Tinker Federal Credit Union
- Company type: Credit union
- Industry: Financial services
- Founded: 1946
- Headquarters: Tinker AFB, Oklahoma, United States
- Key people: Dave Willis, President / CEO
- Products: Savings; checking; consumer loans; mortgages; credit cards
- Total assets: $6.1B USD (2025)
- Members: 470,000
- Number of employees: 900+
- Website: tinkerfcu.org

= Tinker Federal Credit Union =

Tinker Federal Credit Union (TFCU) is a credit union headquartered in Tinker AFB, Oklahoma.

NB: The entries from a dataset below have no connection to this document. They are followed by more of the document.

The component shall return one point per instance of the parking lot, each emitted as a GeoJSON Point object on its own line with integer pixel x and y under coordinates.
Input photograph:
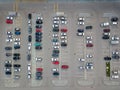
{"type": "Point", "coordinates": [77, 65]}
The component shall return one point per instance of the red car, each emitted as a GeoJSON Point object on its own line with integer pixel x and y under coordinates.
{"type": "Point", "coordinates": [106, 30]}
{"type": "Point", "coordinates": [89, 45]}
{"type": "Point", "coordinates": [38, 30]}
{"type": "Point", "coordinates": [64, 66]}
{"type": "Point", "coordinates": [63, 30]}
{"type": "Point", "coordinates": [56, 62]}
{"type": "Point", "coordinates": [39, 69]}
{"type": "Point", "coordinates": [8, 21]}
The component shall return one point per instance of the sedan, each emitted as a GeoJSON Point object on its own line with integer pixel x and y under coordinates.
{"type": "Point", "coordinates": [29, 38]}
{"type": "Point", "coordinates": [64, 30]}
{"type": "Point", "coordinates": [106, 30]}
{"type": "Point", "coordinates": [89, 45]}
{"type": "Point", "coordinates": [107, 58]}
{"type": "Point", "coordinates": [8, 48]}
{"type": "Point", "coordinates": [64, 66]}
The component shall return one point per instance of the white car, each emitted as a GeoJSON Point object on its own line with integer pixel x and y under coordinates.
{"type": "Point", "coordinates": [105, 24]}
{"type": "Point", "coordinates": [64, 41]}
{"type": "Point", "coordinates": [81, 59]}
{"type": "Point", "coordinates": [115, 76]}
{"type": "Point", "coordinates": [9, 36]}
{"type": "Point", "coordinates": [63, 34]}
{"type": "Point", "coordinates": [56, 18]}
{"type": "Point", "coordinates": [9, 17]}
{"type": "Point", "coordinates": [56, 47]}
{"type": "Point", "coordinates": [56, 43]}
{"type": "Point", "coordinates": [81, 19]}
{"type": "Point", "coordinates": [106, 34]}
{"type": "Point", "coordinates": [54, 59]}
{"type": "Point", "coordinates": [89, 37]}
{"type": "Point", "coordinates": [115, 38]}
{"type": "Point", "coordinates": [29, 75]}
{"type": "Point", "coordinates": [9, 40]}
{"type": "Point", "coordinates": [29, 46]}
{"type": "Point", "coordinates": [39, 17]}
{"type": "Point", "coordinates": [89, 56]}
{"type": "Point", "coordinates": [55, 35]}
{"type": "Point", "coordinates": [16, 43]}
{"type": "Point", "coordinates": [55, 22]}
{"type": "Point", "coordinates": [114, 42]}
{"type": "Point", "coordinates": [16, 77]}
{"type": "Point", "coordinates": [115, 52]}
{"type": "Point", "coordinates": [38, 59]}
{"type": "Point", "coordinates": [63, 37]}
{"type": "Point", "coordinates": [9, 33]}
{"type": "Point", "coordinates": [114, 23]}
{"type": "Point", "coordinates": [17, 39]}
{"type": "Point", "coordinates": [81, 23]}
{"type": "Point", "coordinates": [29, 67]}
{"type": "Point", "coordinates": [64, 22]}
{"type": "Point", "coordinates": [17, 69]}
{"type": "Point", "coordinates": [89, 41]}
{"type": "Point", "coordinates": [81, 67]}
{"type": "Point", "coordinates": [55, 69]}
{"type": "Point", "coordinates": [80, 34]}
{"type": "Point", "coordinates": [55, 25]}
{"type": "Point", "coordinates": [89, 67]}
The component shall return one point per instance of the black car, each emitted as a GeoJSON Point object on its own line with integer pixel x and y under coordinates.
{"type": "Point", "coordinates": [8, 54]}
{"type": "Point", "coordinates": [8, 48]}
{"type": "Point", "coordinates": [29, 57]}
{"type": "Point", "coordinates": [106, 37]}
{"type": "Point", "coordinates": [63, 44]}
{"type": "Point", "coordinates": [80, 30]}
{"type": "Point", "coordinates": [38, 47]}
{"type": "Point", "coordinates": [29, 38]}
{"type": "Point", "coordinates": [38, 26]}
{"type": "Point", "coordinates": [39, 21]}
{"type": "Point", "coordinates": [88, 27]}
{"type": "Point", "coordinates": [16, 65]}
{"type": "Point", "coordinates": [107, 58]}
{"type": "Point", "coordinates": [114, 19]}
{"type": "Point", "coordinates": [29, 16]}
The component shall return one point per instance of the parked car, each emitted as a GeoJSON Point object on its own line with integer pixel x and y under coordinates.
{"type": "Point", "coordinates": [29, 38]}
{"type": "Point", "coordinates": [88, 27]}
{"type": "Point", "coordinates": [8, 48]}
{"type": "Point", "coordinates": [29, 16]}
{"type": "Point", "coordinates": [107, 58]}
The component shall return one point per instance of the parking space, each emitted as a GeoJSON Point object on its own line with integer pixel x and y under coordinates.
{"type": "Point", "coordinates": [64, 48]}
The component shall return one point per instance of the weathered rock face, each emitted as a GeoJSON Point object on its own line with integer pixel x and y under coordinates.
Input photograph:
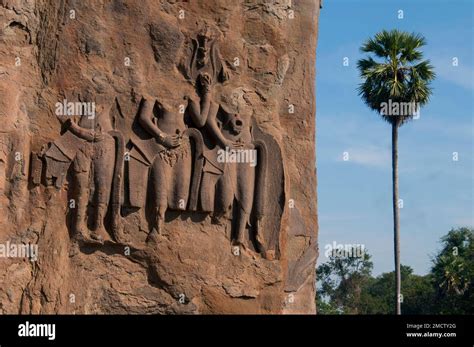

Chartered and regulated under the authority of the National Credit Union Administration (NCUA) of the U.S. federal government. TFCU is the largest credit union in Oklahoma and serves Air Force personnel from Tinker Air Force Base, as well as the employees of more than 2,200 area companies, and residents of Oklahoma and Texas. As of June 2025, TFCU has $6.1 billion in assets, over 480,000 members and 30+ full-service branches.

==History==
Tinker Federal Credit Union was founded on March 20, 1946, by a small group of civilian employees working at Tinker Field in Tinker Air Force Base. Since then, it has grown to become the largest credit union in Oklahoma.

==Charitable activities==
Tinker Federal is a large contributor to the Combined Federal Campaign, having donated over $1 million to the program. TFCU also hosts an annual fundraiser as a benefit for the Children's Miracle Network and the Children's Medical Research Institute of Oklahoma City.